24. Oktober 2019 von Tim Utke
Testdatenmanagement - Heilmittel oder Hype?
Ihr kennt es sicherlich: Je einfacher Außenstehenden ein gewisses Gebiet erscheint, desto größer sind die Erwartungen an mögliche Lösungen. Besonders ausgeprägt erlebe ich das im Testdatenmanagement. In meinem Blog-Beitrag zeige ich euch, was es mit dem Thema auf sich hat, welche Fehler häufig gemacht werden und wie ihr diese vermeiden könnt.
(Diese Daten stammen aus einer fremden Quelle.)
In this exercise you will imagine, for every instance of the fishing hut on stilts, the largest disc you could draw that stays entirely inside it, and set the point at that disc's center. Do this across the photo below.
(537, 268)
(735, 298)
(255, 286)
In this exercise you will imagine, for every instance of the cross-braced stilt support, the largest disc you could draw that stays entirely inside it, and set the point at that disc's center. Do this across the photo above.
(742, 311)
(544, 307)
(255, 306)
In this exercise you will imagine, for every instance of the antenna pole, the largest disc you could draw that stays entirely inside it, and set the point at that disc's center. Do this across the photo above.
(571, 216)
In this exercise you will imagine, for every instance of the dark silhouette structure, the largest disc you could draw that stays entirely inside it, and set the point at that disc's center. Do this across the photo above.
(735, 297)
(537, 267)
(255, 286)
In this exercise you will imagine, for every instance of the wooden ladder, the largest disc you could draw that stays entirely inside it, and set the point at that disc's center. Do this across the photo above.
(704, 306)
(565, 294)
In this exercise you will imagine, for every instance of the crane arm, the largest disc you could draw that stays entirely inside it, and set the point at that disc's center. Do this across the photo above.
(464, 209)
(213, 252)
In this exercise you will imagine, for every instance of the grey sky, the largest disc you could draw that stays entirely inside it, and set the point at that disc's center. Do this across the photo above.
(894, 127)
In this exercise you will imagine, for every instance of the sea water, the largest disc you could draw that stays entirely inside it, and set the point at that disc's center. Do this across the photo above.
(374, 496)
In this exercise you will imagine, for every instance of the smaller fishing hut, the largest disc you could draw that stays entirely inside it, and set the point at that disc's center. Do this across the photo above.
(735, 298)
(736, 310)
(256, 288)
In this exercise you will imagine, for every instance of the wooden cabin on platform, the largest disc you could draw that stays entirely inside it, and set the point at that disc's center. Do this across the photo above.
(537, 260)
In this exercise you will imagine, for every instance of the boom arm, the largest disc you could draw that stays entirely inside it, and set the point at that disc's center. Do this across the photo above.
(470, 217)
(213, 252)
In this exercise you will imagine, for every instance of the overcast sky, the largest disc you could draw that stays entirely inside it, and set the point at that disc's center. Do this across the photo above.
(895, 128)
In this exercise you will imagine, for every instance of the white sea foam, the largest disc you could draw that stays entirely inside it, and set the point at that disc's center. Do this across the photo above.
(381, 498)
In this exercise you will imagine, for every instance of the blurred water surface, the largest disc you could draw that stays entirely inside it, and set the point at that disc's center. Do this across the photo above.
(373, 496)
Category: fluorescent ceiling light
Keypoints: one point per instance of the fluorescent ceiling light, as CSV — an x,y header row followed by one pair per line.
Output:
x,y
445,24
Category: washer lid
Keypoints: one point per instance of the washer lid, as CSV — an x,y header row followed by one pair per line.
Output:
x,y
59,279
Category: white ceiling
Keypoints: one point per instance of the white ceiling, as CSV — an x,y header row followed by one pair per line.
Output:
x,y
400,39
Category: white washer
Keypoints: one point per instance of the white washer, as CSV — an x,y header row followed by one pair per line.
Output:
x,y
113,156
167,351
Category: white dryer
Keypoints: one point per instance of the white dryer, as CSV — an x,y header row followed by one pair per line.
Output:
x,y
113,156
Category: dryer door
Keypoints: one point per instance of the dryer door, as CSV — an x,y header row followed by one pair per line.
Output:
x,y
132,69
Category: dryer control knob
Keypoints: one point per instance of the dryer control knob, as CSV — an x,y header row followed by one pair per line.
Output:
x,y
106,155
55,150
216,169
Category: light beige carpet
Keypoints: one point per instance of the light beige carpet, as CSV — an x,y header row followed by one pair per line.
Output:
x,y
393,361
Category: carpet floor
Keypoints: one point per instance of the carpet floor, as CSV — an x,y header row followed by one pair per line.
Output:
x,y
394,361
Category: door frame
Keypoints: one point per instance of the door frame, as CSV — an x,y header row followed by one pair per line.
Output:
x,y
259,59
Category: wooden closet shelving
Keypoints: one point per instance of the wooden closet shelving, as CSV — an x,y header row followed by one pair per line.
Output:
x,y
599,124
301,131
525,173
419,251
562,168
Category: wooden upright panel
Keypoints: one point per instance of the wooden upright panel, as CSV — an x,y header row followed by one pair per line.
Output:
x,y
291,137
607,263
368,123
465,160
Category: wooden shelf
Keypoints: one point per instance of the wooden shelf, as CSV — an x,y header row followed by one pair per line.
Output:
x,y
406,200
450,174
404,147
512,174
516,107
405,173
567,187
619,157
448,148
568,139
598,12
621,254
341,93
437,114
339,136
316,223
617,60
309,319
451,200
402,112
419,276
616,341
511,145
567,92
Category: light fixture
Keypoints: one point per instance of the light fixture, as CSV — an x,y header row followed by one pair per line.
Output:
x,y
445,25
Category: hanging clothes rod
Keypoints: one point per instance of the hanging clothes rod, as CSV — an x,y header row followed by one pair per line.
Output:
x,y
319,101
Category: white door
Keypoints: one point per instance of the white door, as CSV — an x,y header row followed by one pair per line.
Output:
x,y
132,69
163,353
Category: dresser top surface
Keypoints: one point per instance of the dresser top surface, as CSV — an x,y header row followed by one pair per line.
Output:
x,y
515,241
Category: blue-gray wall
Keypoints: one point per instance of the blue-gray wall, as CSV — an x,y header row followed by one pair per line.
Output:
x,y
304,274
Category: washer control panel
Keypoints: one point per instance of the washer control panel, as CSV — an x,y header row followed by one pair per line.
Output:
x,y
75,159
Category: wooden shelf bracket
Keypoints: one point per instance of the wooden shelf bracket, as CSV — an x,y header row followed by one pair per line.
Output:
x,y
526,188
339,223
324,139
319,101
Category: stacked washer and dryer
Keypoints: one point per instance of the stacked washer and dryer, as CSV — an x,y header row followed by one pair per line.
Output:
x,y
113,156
Zunächst möchte ich allerdings einen kleinen Exkurs machen und kurz erklären, was man unter Testdatenmanagement überhaupt versteht: Testdaten werden in jedem Softwareentwicklungsprojekt benötigt. Das Testdatenmanagement gewährleistet durch die Trennung von Testfallerstellung, -durchführung und Testdatenpflege die Konsistenz und gleichbleibende Qualität der verwendeten Testdaten über alle Testaktivitäten hinweg. Auf diese Weise wird die Effizienz sowie Aussagekraft der Testmaßnahmen und damit zeitgleich die Qualität der getesteten Prozesse und Systeme gesteigert.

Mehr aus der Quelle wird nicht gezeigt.